Matthew Pitt

Matthew Pitt grew up in St. Louis, lived in NYC, LA, the Mississippi Coast, and other
various ports of entry, and is now Associate Professor of English at TCU, in Ft. Worth.
He is author of two fiction collections: These Are Our Demands (Engine Books), a
Midwest Book Award winner, and Attention Please Now (Autumn House Prize Winner).
Individual stories appear in Best New American Voices, BOMB, Oxford American,
Cincinnati Review, Epoch, Conjunctions, Michigan Quarterly Review and The Southern
Review
, and are cited in several Best of volumes. His work has earned awards from The New York Times, St. Louis Post-Dispatch, Mississippi Arts Commission, Bronx Arts Council, and Bread Loaf, Sewanee and Taos Conferences. Additionally, Pitt is Editor of descant, and Contributing Editor for West Branch.
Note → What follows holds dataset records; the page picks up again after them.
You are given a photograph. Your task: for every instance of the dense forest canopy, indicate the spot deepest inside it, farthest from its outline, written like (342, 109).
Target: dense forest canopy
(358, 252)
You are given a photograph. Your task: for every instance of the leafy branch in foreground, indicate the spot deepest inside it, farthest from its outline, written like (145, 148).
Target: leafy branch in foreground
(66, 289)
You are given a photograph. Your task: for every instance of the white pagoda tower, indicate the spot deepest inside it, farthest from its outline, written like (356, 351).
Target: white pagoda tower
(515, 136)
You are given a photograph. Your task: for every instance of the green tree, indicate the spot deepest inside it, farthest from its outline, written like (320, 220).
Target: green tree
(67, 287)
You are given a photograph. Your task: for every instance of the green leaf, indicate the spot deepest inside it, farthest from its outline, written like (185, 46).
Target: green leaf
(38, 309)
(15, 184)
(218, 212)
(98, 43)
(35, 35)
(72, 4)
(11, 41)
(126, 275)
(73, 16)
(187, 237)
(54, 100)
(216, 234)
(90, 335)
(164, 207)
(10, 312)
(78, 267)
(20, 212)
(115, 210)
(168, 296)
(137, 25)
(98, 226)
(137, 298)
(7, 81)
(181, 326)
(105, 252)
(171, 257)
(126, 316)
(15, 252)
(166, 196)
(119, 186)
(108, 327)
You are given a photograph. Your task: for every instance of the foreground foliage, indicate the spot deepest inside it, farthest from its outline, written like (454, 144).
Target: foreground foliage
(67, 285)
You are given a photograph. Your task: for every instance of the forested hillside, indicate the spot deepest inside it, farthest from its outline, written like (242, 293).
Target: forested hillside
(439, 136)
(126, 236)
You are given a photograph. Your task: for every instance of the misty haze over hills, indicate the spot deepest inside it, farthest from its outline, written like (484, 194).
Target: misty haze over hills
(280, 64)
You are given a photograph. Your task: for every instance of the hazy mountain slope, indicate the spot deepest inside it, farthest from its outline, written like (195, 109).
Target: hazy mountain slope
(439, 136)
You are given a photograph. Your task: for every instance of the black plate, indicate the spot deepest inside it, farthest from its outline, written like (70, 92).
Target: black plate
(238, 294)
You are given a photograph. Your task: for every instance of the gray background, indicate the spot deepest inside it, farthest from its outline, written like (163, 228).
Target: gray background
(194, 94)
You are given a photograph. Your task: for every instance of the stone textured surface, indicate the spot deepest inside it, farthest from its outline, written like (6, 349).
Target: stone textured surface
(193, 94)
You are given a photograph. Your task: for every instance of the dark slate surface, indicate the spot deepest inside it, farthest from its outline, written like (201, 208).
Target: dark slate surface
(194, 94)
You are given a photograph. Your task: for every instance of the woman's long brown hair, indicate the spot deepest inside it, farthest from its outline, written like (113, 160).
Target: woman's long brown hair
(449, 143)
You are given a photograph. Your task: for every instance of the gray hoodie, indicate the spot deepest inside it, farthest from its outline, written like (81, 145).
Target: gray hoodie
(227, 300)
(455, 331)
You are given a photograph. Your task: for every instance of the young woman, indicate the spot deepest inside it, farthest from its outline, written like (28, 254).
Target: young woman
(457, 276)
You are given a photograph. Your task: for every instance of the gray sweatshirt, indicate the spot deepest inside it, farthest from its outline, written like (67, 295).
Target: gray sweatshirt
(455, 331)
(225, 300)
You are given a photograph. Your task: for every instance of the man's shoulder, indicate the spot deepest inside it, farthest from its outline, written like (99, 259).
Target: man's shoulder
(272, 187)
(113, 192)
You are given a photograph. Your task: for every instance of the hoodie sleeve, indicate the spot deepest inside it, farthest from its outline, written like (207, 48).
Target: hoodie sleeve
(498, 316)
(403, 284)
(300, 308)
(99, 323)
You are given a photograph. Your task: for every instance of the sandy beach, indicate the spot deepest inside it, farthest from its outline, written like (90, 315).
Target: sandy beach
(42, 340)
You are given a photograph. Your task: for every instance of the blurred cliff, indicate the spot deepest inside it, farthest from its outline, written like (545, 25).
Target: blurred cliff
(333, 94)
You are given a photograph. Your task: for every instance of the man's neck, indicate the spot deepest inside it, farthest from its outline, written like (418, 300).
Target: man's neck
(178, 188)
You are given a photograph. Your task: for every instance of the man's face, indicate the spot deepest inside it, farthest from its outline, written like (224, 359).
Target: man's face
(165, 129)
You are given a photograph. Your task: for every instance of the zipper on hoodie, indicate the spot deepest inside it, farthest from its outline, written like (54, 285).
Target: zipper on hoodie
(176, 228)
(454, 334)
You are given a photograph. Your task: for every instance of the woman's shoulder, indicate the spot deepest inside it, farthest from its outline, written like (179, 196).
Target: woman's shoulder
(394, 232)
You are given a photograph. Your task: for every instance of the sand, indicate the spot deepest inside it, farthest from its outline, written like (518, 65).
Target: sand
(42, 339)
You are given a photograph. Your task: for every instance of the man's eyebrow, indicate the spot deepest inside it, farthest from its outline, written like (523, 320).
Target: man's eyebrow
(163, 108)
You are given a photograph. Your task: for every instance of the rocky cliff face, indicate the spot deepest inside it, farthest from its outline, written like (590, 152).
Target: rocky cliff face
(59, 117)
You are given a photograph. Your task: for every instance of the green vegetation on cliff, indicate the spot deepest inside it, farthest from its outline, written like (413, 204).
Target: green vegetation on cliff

Death of Spin—A 78-RPM Epitaph

Sprawled on vinyl hospital sheets, ventilator about to get nixed, the ancient musician insists: I coulda got recorded. His very voice a wheeze of song. Trouble was his tune didn’t fit the format. See, they used 78-rpm then. Three minutes, all the sound one side can contain. They said cut my song, or else. Nuh-uh. Listen, hit I coulda had wasn’t worth the hit I woulda took. Wasn’t melting down my passion, not for gold, for platinum, for—

Death of Attraction—A 78-RPM About-Face

The night was young, until it wasn’t. Long hours of flirtatious electric listening ending in kissing. The kissing, she’d wanted; how he persisted, she didn’t. He kissed too keenly, leaving rough, literal impressions, marks of his pecking and puckering. Then kept coming back without a pause, without breath, as if he’d capsized and now clung to her for dear life. How would she ever know another day of buoyancy with such a man dragging her down into depths?